Introduction
Reading files programmatically is very common, often a situation arises for downloading a file from S3 or GCS and extracting text from the files for further processing or modifying the file based on some condition. The most usual scenario is to process .csv or .xlsx files. Reading PDF files in Python is fun, there is an existing library called PyPDF2 which has a collection of a lot of useful functions and classes which makes PDF file reading, text extraction extremely useful. The article explains how to read a PDF file using PyPDF2, article also covers some useful scenarios like identifying the no. of pages in PDF, details about the PDF, extracting text from a specific page, accessing the page contents, and moving the text of a set of pages to a separate file.
Installation
The installation of PyPDF2 is very simple and usual, using pip install, the below image showcases the command and logs after successful installation.
Classes
In the example a pdf file of 424 pages will be read and parsed, the PyPDF2 library has 4 main Objects
- PDFFileReader – Main object for PDF file reading
- PDFFileWriter – Main object for creating a PDF file
- PDFFileMerger – Merging Multiple PDFs to one
- PageObject – This class represents a single page in the PDF.

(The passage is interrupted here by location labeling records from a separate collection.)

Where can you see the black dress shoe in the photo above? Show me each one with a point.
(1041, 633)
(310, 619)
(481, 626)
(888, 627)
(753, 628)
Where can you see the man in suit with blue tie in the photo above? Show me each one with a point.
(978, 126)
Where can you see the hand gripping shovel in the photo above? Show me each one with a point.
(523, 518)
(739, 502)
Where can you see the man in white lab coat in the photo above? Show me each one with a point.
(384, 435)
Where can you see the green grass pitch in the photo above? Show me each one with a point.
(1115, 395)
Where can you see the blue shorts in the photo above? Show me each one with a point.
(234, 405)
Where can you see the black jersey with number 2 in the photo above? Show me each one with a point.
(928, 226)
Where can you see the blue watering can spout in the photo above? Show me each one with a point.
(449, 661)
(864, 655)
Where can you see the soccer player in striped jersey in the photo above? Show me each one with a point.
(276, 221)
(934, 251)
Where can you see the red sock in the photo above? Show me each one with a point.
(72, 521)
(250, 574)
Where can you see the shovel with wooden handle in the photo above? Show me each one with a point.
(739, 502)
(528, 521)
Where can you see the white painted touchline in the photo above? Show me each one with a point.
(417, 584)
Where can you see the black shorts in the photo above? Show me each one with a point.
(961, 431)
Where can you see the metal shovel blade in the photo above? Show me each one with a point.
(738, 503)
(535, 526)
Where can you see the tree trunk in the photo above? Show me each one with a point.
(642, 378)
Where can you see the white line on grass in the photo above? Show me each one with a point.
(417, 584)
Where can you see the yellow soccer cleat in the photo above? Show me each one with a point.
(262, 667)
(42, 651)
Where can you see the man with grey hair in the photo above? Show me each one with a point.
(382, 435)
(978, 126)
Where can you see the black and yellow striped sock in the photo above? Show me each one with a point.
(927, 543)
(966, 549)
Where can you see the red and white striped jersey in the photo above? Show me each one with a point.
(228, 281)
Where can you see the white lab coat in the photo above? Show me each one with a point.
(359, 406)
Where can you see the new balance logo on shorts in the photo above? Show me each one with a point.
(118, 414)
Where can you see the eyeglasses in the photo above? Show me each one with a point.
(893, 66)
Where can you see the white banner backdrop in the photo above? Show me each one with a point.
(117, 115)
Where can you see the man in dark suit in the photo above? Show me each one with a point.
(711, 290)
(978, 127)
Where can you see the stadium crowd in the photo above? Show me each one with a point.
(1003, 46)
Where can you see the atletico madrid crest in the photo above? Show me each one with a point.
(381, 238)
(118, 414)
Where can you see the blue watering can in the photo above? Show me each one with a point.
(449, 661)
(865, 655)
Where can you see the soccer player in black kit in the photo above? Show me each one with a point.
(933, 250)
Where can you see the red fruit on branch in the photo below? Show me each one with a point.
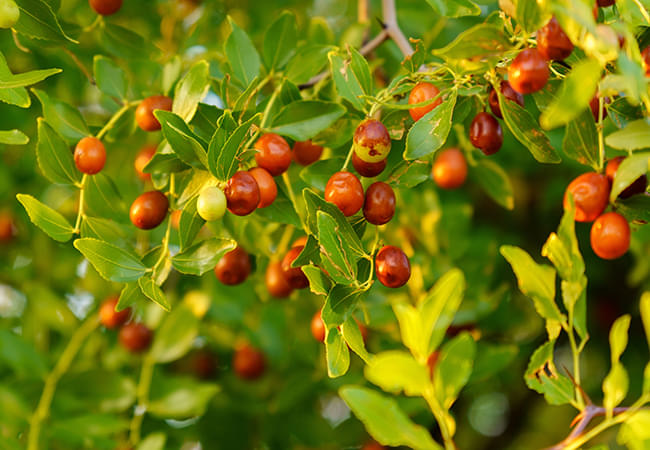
(485, 133)
(273, 154)
(242, 193)
(379, 205)
(149, 210)
(528, 72)
(144, 112)
(392, 267)
(450, 169)
(590, 195)
(423, 92)
(345, 191)
(610, 236)
(90, 155)
(234, 267)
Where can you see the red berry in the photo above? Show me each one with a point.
(379, 206)
(305, 152)
(610, 236)
(590, 195)
(135, 337)
(248, 362)
(234, 267)
(294, 275)
(273, 153)
(392, 267)
(450, 169)
(276, 282)
(509, 93)
(371, 141)
(109, 317)
(345, 191)
(365, 169)
(144, 112)
(90, 155)
(552, 41)
(318, 327)
(637, 187)
(421, 93)
(242, 193)
(142, 159)
(149, 210)
(528, 72)
(266, 185)
(485, 133)
(105, 7)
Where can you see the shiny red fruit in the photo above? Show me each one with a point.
(509, 93)
(109, 317)
(248, 362)
(379, 205)
(242, 193)
(610, 236)
(423, 92)
(306, 152)
(149, 210)
(266, 184)
(135, 337)
(234, 267)
(345, 191)
(528, 72)
(485, 133)
(392, 267)
(144, 112)
(450, 169)
(552, 41)
(276, 282)
(368, 170)
(294, 275)
(273, 153)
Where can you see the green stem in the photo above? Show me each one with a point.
(63, 364)
(142, 394)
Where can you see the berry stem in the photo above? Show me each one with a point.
(63, 364)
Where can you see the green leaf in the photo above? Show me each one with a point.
(454, 368)
(634, 136)
(384, 420)
(38, 21)
(47, 219)
(190, 90)
(631, 168)
(304, 119)
(431, 131)
(574, 95)
(175, 336)
(54, 157)
(483, 41)
(203, 256)
(495, 182)
(396, 371)
(242, 55)
(525, 129)
(224, 157)
(580, 141)
(280, 41)
(337, 354)
(111, 262)
(65, 119)
(182, 140)
(110, 78)
(536, 281)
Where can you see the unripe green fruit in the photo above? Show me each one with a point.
(211, 204)
(9, 13)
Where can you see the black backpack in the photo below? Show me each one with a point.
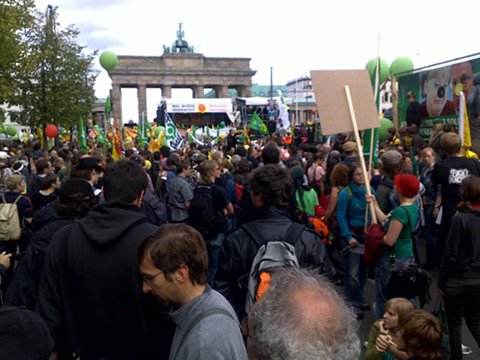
(201, 214)
(154, 209)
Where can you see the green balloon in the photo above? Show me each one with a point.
(11, 130)
(384, 69)
(158, 130)
(401, 65)
(108, 60)
(385, 124)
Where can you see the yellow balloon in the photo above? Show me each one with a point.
(458, 89)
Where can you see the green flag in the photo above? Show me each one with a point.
(81, 136)
(367, 137)
(258, 125)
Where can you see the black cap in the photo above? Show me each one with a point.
(23, 335)
(74, 186)
(89, 163)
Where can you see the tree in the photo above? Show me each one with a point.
(58, 89)
(16, 17)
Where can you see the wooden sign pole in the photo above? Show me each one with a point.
(360, 150)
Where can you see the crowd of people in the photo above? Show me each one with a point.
(153, 256)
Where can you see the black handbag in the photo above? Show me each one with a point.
(409, 281)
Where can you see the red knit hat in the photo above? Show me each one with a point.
(407, 185)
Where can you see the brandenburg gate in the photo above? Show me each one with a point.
(178, 67)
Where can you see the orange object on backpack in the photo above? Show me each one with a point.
(263, 284)
(320, 227)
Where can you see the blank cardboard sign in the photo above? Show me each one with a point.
(329, 89)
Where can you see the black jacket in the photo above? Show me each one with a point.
(92, 286)
(239, 249)
(460, 267)
(23, 290)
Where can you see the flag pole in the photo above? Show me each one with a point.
(360, 150)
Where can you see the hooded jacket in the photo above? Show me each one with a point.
(91, 284)
(460, 268)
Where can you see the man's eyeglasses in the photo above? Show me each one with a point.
(147, 279)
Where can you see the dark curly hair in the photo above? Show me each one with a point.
(77, 207)
(274, 184)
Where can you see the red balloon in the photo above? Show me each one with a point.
(51, 131)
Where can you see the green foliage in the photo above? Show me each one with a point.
(15, 17)
(57, 85)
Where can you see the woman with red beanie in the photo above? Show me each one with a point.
(398, 241)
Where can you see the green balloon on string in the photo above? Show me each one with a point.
(401, 65)
(108, 60)
(12, 130)
(385, 124)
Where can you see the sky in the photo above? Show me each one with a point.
(291, 37)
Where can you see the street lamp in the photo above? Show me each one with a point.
(306, 104)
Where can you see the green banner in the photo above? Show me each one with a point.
(434, 92)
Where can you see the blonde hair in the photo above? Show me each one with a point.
(399, 305)
(13, 181)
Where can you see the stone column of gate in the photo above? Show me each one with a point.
(221, 91)
(166, 91)
(142, 100)
(116, 100)
(198, 91)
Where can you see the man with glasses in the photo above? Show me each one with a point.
(174, 266)
(91, 290)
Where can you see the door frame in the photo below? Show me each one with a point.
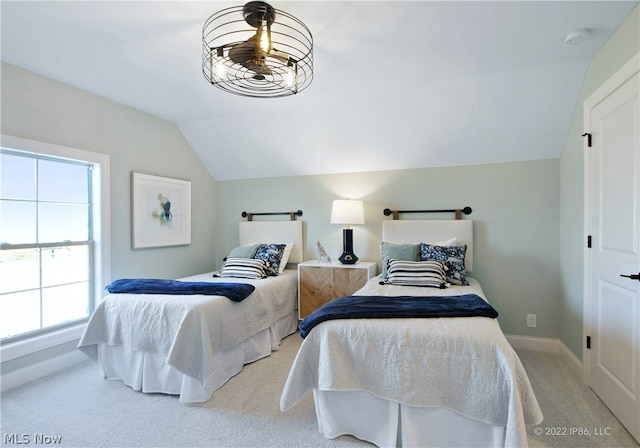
(626, 72)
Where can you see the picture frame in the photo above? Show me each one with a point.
(160, 211)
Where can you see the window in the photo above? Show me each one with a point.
(53, 256)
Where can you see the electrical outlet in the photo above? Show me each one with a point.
(531, 320)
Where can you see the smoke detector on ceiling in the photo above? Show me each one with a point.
(577, 37)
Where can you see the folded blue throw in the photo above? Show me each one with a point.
(233, 291)
(380, 307)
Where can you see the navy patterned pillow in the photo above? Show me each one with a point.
(451, 256)
(272, 254)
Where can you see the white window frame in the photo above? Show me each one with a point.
(101, 235)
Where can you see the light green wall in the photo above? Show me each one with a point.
(621, 47)
(515, 213)
(38, 108)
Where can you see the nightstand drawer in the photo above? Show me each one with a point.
(319, 283)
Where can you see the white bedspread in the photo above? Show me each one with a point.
(464, 364)
(189, 329)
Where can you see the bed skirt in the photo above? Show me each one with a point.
(390, 424)
(148, 372)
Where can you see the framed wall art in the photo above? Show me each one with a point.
(161, 211)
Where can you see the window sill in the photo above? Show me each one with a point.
(17, 349)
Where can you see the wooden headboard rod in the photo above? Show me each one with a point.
(292, 215)
(458, 212)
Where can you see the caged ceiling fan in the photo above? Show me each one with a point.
(258, 51)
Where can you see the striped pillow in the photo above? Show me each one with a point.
(244, 268)
(417, 273)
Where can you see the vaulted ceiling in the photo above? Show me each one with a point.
(396, 84)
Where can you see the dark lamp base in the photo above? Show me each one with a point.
(347, 257)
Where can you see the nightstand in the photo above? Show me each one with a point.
(319, 283)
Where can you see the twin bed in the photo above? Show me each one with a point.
(190, 345)
(396, 381)
(416, 381)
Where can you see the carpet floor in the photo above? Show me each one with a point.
(77, 408)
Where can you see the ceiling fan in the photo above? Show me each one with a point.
(250, 61)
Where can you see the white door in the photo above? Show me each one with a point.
(613, 222)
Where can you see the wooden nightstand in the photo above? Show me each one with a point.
(319, 283)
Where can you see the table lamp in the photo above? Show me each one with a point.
(346, 211)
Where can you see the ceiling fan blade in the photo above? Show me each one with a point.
(280, 55)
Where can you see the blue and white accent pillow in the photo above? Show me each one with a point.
(417, 273)
(243, 268)
(451, 256)
(272, 255)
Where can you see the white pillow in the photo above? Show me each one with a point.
(285, 257)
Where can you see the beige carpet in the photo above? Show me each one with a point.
(84, 410)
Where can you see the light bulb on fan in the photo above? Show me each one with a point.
(265, 37)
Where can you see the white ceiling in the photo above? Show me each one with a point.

The theme of the article is to read and process PDF files, we have to focus on 2 classes for that, PDFFileReader and PageObject.
Reading PDF
For reading a PDF file, first, we need to import PyPDF2 and instantiate a PDFFileReader object.
import PyPDF2
doc = PyPDF2.PdfFileReader(‘Data Visualization with Python Pragmatic Eyes.pdf ')
Through getDocumentInfo() / documentInfo attribute we can access the PDF’s information dictionary like Title, Licensed to, Creator, PDF creation date etc.
import PyPDF2
doc = PyPDF2.PdfFileReader(‘Data Visualization with Python Pragmatic Eyes.pdf')
doc.getDocumentInfo()
For calculating the number of pages in the PDF, the PyPDF2 has a method getNumPages() or numPages attribute that can be used.
import PyPDF2
doc = PyPDF2.PdfFileReader(‘Data Visualization with Python Pragmatic Eyes.pdf')
print('No. of Pages:', doc.numPages)
Through the isEncrypted method, we can identify whether the PDF file is encrypted or not
import PyPDF2
doc = PyPDF2.PdfFileReader(‘Data Visualization with Python Pragmatic Eyes.pdf ')
doc.isEncrypted # False
PageObject
The PageObject is a very useful object in PyPDF2, it has a collection of several useful methods for accessing a single page in PDF, PageObject will be returned whenever the getPage() function of PDFFileReader is accessed, but several other methods return PageObject implicitly.
For extracting the content of specific page in a PDF, a page number needs to be given to getPage() function which returns PageObject and PageObject has a function extractText() which extracts the text.
import PyPDF2
doc = PyPDF2.PdfFileReader(‘Data Visualization with Python Pragmatic Eyes.pdf')
doc.getPage(3).extractText()
With the help of extractText() method, let’s move the content from the PDF to a separate text file.
def createTextFromPDF():
data = ""
with open('demo.txt', 'w', encoding='utf-8') as file:
for page in range(1,5):
data = doc.getPage(page).extractText()
file.write(data)
createTextFromPDF()
demo.txt file
Summary
In the article we have seen how easy and convenient is to read PDF files using PyPDF2, article explained some of the utility functions like getDocumentInfo(), numPages, and functions from PageObject class like getPage, extractText. For reading PDF files PyPDF2 library is highly recommended.